Okay, so he did recommend the restaurant he’s owned for the past 15 years, but Tresca, on the North End’s Hanover Street, has earned 4 stars on Yelp and 4.5 on TripAdvisor. As much as Bourque tried to sell readers on Gamberoni ala Bourque, a pasta dish with shrimp, cream sauce, lemon, tomatoes, spinach, and white wine, and signature meatballs stuffed with peppers, onions, and provolone, he created a warm visual of the neighborhood as a whole.


“It’s one square mile of 80 Italian restaurants,” Bourque said. “There’s all these little alleys, these little streets. It’s a five-minute walk to the Garden. We have a lot of hockey fans who come in there before Bruins games.”

A Bruins defenseman has caught his eye.

When asked about current players that he likes to watch, Bourque brought the question immediately to Boston.

“I love Torey Krug in Boston,” Bourque said. “I get to see him play a lot, and I really enjoy his game and how he plays.”

Bourque also name-dropped Montreal’s Shea Weber and Chicago’s Duncan Keith.

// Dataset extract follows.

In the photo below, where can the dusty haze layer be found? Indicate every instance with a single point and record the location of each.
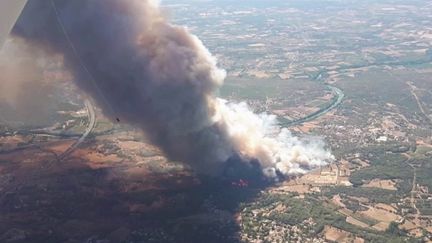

“Guys who could play both ways and play a lot of minutes and had a certain physical element to their game, as well.”

He was picky about his sticks.

Bourque played with wooden sticks, and finding one that felt right is an experience he thinks today’s players are missing out on.

“These new sticks, it feels to me that they always come pretty close to each other,” he said. “A wooden stick, I would go through four dozen sometimes. I worked with [a guy at] Sher-Wood.

“He’d bring me four dozen sticks every two weeks. I’d go through for dozen sometimes, and only come out with six that I wanted to use, because of the weight, the stiffness, and the curve. It’s all handmade and personally curved. There’s no molds. It’s all by hand and by eye, by this one guy who does your sticks all the time.

“You’re working with wood. I couldn’t play with a heavy stick. The weight had to be right and light. I loved wood sticks. I still struggle to play with the one piece now, to this day.”

He wants to be buried in Boston, but has nothing but love for his hometown.

Bourque is from Saint-Laurent, Quebec, which is a borough of Montreal that existed as its own city prior to 2002.


“When I think of my hometown […] it’s just the friendships,” Bourque said. “Playing in the outdoor rinks pretty much every day during the winter. We’d meet up with my buddies, having fun, playing hockey and working on our skills without knowing it. Playing baseball in the park, all summer long.”